When the motor is running, sparks occasionally occur between the brushes and the commutator. Sparks are one of the causes of electrical noise, especially when the motor starts, and relatively high currents flow into the windings. Higher currents usually cause resulting in higher noise. Similar noise occurs when the brushes remain unstable on the commutator surface and the input to the motor is much higher than expected. Other factors, including insulation formed on the commutator surfaces, can also cause current instability.

EMI can couple into the electrical parts of the motor, causing the motor circuit to malfunction and degrade performance. The level of EMI depends on various factors such as the type of motor (brush or brushless), drive waveform and load. Generally, brushed motors will generate more EMI than brushless motors, no matter which type, the design of the motor will greatly affect the electromagnetic leakage, small brushed motors sometimes generate large RFI, mostly simple LC Low pass filter and metal case.

Another noise source of the power supply is the power supply. Since the internal resistance of the power supply is not zero, in each rotation cycle, the non-constant motor current will be converted into a voltage ripple on the power supply terminals, and the DC motor will generate during high-speed operation. noise. To reduce electromagnetic interference, motors are placed as far away from sensitive circuits as possible. The metal casing of the motor usually provides adequate shielding to reduce airborne EMI, but the additional metal casing should provide better EMI reduction.

Electromagnetic signals generated by motors can also couple into circuits, forming so-called common-mode interference, which cannot be eliminated by shielding and can be effectively reduced by a simple LC low-pass filter. To further reduce electrical noise, filtering at the power supply is required. This is usually done by adding a larger capacitor (eg 1000uF and above) across the power supply terminals to reduce the effective resistance of the power supply and thus improve transient response.
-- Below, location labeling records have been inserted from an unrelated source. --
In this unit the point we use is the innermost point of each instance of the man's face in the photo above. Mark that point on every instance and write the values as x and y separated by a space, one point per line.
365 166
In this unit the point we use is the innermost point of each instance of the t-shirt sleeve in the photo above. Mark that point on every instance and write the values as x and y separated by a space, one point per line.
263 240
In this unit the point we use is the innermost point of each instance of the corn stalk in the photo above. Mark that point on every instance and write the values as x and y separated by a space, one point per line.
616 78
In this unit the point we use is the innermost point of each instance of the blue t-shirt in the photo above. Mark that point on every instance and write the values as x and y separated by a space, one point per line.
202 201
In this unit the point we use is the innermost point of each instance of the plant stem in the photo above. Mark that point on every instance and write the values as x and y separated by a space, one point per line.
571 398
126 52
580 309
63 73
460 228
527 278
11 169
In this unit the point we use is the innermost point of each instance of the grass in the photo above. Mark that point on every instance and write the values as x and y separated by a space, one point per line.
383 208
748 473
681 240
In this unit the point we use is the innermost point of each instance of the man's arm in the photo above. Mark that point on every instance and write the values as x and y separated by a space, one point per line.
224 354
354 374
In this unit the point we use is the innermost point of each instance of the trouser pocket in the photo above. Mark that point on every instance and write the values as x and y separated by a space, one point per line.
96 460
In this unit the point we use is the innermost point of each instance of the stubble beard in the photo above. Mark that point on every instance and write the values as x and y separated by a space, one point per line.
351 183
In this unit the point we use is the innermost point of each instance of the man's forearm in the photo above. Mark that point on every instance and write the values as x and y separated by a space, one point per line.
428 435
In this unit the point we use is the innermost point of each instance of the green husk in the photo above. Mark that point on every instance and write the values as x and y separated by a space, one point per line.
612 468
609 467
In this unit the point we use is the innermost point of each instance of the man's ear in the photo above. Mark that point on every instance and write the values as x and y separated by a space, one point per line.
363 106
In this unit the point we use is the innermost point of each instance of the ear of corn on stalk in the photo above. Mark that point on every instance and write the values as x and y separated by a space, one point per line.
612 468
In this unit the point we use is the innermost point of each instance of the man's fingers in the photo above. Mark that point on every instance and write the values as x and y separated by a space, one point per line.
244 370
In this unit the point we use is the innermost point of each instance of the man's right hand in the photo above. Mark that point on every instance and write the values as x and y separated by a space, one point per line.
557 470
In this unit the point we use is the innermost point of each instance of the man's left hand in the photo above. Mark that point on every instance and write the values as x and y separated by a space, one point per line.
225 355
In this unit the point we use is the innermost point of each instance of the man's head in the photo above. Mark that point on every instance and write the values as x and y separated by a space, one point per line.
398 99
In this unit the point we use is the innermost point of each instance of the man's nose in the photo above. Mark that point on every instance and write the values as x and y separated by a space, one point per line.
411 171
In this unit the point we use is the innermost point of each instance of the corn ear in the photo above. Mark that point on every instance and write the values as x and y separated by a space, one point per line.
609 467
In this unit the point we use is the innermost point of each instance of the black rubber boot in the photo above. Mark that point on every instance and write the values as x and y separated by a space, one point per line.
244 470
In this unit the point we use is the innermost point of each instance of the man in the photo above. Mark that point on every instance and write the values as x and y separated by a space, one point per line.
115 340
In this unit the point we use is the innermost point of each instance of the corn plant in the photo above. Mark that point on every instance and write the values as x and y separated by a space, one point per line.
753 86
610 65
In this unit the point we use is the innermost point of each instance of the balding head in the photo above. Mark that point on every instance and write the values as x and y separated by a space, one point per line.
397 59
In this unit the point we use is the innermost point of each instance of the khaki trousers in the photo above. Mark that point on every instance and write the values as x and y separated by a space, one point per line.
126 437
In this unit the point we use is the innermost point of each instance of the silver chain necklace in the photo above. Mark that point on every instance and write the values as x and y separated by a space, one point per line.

Capacitance and inductance generally appear symmetrically in the circuit to ensure the balance of the circuit, form an LC low-pass filter, and suppress the conduction noise generated by the carbon brush. The capacitor mainly suppresses the peak voltage generated by the random disconnection of the carbon brush, and the capacitor has a good filtering function. The installation of the capacitor is generally connected to the ground wire. The inductance mainly prevents the sudden change of the gap current between the carbon brush and the commutator copper sheet, and the grounding can increase the design performance and filtering effect of the LC filter. Two inductors and two capacitors form a symmetrical LC filter function. The capacitor is mainly used to eliminate the peak voltage generated by the carbon brush, and the PTC is used to eliminate the impact of excessive temperature and excessive current surge on the motor circuit.

Final Conclusion：

To reduce EMI levels, motors should be placed as far away from sensitive circuits as possible to reduce interference, and additional metal enclosures should be provided. In order to suppress electromagnetic interference in the case of common mode interference, a simple LC low-pass filter is built in. By connecting the motor with a simple speed controller, other electrical noise can also be eliminated, and a higher-order LC filter can further improve noise filtering performance.